The parameter ranges for grid search were varied based on the $R^2$ results achieved from predicting the training data ground truth values. The BMDT1 model was the worst-performing DT model based on our comparison metrics ($R^2$ on test data). We also used this model to test for feature robustness by using features without target encoding or feature scaling.
To train the BMDT2 models, we used either the first or the last record of each patient as a proxy for the whole time-series data. The BMDT2 models also differ from BMDT1 because they predict the LOS instead of the rLOS.
We modify the BMDT2 models by using the number of records (offsets) for a patient as an input feature, instead of the offset itself. This engineered feature is a way for baseline models to include some information about the time-series portion of the data. We call this model BMDT3.
It is natural to expect that that offset of the last record is very indicative of the LOS of the patient. So, we would expect the baseline models that were trained on the last record to perform very well. We will show the impact of using the last record, in our results.
More Baselines (Ridge, Lasso, SVM, RF, XGB, LGBM)
Until now, we have just tried various features and different training methods using the decision tree regressor as an example. Here we branch out to try more popular baseline regression models to get a sense of how these regressors perform on this dataset. These models include Ridge, Lasso, SVM, RF, XGB, and LGBM.
We used the best two groups of features we observed in decision trees - one is to predict the LOS using the features of the first record and an additional feature, the number of records, for each patient; another one is to predict the LOS using the last record (including the last offset as the 21st feature) of features.
Linear Models: A linear model fits a multiple linear regression with coefficents $w=(w_1,…,w_p)$ to minimize the residual sum of squares, $||Xw-y||^2_2$, between the observed targets in the dataset and the predictions. Ridge is a variant of multiple linear regression that imposes an $L_2$ penalty on the size of the coefficents: $||Xw-y||^2_2+\alpha||w||^2_2$. On the other hand, Lasso imposes an $L_1$ penalty on the size of the coeffiicents: $||Xw-y||^2_2+\alpha||w||_1$. As a result, Lasso produces sparser results as compared to Ridge, i.e., it typically has a higher number of zero coefficients.

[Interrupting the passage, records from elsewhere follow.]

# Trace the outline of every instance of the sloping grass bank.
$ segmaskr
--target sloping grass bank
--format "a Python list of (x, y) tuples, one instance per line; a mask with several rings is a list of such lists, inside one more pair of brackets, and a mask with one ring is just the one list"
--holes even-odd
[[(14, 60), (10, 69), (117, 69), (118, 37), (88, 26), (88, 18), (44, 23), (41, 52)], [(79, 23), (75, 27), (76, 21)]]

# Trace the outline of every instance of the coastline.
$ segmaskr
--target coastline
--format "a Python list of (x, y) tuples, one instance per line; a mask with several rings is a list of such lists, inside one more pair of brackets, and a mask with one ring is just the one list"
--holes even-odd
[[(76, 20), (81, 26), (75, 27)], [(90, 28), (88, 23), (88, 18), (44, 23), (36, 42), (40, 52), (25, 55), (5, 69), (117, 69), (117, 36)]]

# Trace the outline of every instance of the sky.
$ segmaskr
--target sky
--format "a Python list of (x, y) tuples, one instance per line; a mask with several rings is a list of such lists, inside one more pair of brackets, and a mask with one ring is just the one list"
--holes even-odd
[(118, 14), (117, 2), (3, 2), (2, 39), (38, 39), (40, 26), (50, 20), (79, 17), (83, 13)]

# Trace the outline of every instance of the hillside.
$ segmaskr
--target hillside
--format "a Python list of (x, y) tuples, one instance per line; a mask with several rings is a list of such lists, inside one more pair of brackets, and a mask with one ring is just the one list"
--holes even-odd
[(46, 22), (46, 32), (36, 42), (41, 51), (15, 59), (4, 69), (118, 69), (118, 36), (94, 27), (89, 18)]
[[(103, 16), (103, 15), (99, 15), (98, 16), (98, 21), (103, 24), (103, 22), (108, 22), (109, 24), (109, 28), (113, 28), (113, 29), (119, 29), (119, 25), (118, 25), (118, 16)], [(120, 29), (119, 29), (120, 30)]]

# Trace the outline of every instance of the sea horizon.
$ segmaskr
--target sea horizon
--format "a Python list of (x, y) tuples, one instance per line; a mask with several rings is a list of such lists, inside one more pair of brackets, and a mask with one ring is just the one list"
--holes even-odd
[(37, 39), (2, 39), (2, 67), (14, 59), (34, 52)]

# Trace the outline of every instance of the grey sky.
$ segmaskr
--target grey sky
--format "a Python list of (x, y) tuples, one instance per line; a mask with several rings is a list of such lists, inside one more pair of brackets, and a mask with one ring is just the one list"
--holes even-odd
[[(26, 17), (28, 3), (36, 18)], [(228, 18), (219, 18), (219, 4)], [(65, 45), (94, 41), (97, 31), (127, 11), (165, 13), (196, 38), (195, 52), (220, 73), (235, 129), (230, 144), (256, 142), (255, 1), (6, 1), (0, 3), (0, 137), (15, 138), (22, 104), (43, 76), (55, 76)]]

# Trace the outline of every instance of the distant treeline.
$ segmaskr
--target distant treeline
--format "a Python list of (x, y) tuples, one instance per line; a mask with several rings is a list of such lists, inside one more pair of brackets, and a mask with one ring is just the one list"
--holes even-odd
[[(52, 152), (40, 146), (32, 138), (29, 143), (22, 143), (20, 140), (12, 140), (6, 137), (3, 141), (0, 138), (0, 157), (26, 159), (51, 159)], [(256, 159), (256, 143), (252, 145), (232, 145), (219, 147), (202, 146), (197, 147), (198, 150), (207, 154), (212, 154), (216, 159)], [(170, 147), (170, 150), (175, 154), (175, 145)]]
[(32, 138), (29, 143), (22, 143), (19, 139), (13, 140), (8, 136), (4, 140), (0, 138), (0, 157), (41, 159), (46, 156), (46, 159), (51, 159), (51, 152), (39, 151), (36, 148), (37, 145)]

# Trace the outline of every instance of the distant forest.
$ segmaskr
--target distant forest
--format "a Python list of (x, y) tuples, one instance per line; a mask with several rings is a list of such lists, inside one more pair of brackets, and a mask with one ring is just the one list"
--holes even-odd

Support Vector Regression: SVM is a maximum-margin method that only penalizes the points that lie closest to the decision boundary of the classifier. SVR is an extension of SVM to the regression problem, where the model depends only on a subset of the training data because the cost function ignores samples whose prediction is close to their target. Since SVR with non-linear kernels scales poorly with data and feature dimension, we stuck to a Linear SVR.
Random Forest: RF is an ensemble of many decision trees that are built from bootstrap samples from the training set. A bootstrap sample is obtained by randomly sampling the training set with replacement. Another layer of randomness is introduced by fitting each node during the construction of a tree on a random subset of features. RF has been shown to have very good generalization properties compared to many other models.
XGBoost: XGBoost is an optimized distributed gradient boosting library designed to be highly efficient, flexible, and portable. It implements machine learning algorithms under the Gradient Boosting framework. XGBoost provides a parallel tree boosting (also known as GBDT, GBM) that solve many data science problems in a fast and accurate way. XGBoost scales well to run on major distributed environments like Hadoop, SGE, and MPI and can solve problems beyond billions of examples.
Light GBM: LightGBM is a gradient boosting framework that uses tree-based learning algorithms. The main advantages of LightGBM are faster training speed, higher efficiency, lower memory usage, better accuracy, support of parallel and GPU learning, and the capability to handle large-scale data.
Hyperparameter tuning: The performance of regressors is greatly dependent on their hyperparameters. So, we adopted a randomized grid search cross-validation on the training set to search for the best hyperparameters. However, there is no standard on how to select the parameter range for each regression model. We referred to both official Scikit-learn documents and unofficial blogs to get an empirical parameter search space for each model. The final parameter search spaces are as follows: Ridge:
param_grid = {'alpha': np.logspace(-3, 3, 10)}
Lasso:
param_grid = {'alpha': np.logspace(-5, 0, 10)}
LinearSVR
param_grid = {'C': np.logspace(-5, 15, 15, base=2)}
RF
param_grid = {'n_estimators': [100, 200, 300, 400, 500],
'max_features': ['auto', 'sqrt'],
'max_depth': [3, 4, 5, 6, 7, 9],
'min_samples_split': [2, 5, 10, 15],
'min_samples_leaf': [1, 2, 5],
'bootstrap': [True, False]}
XGBoost
param_grid = {'max_depth': range(3,12),
'min_child_weight': range(1,10),
'gamma': list([i/10.0 for i in range(0,5)]),
'subsample': list([i/10.0 for i in range(6,10)]),
'colsample_bytree': list([i/10.0 for i in range(6,10)]),
'reg_alpha':[1e-5, 1e-2, 0.1, 1, 100]}
LightGBM
param_grid = {'num_leaves': [7, 15, 31, 61, 81, 127],
'max_depth': [3, 4, 5, 6, 7, 9, 11, -1],
'learning_rate': [0.001, 0.005, 0.01, 0.05, 0.1, 0.3, 0.5],
'n_estimators': [100, 200, 300, 400, 500],
'boosting_type': ['gbdt', 'dart'],
'class_weight': [None, 'balanced'],
'min_child_samples': [10, 20, 40, 60, 80, 100, 200],
'subsample': [0.5, 0.7, 0.8, 0.9, 1.0],
'reg_alpha':[1e-5, 1e-2, 0.1, 1, 10, 100],
'reg_lambda': [1e-5, 1e-2, 0.1, 1, 10, 100]}
Convolutional Neural Networks (CNNs)
It is well known that CNNs are highly noise-resistant models, and they can extract very informative features that capture local contexts. While CNNs have typically been used in image processing and computer vision, in this section, we will examine in detail how we can apply a 1-D CNN to time-series data.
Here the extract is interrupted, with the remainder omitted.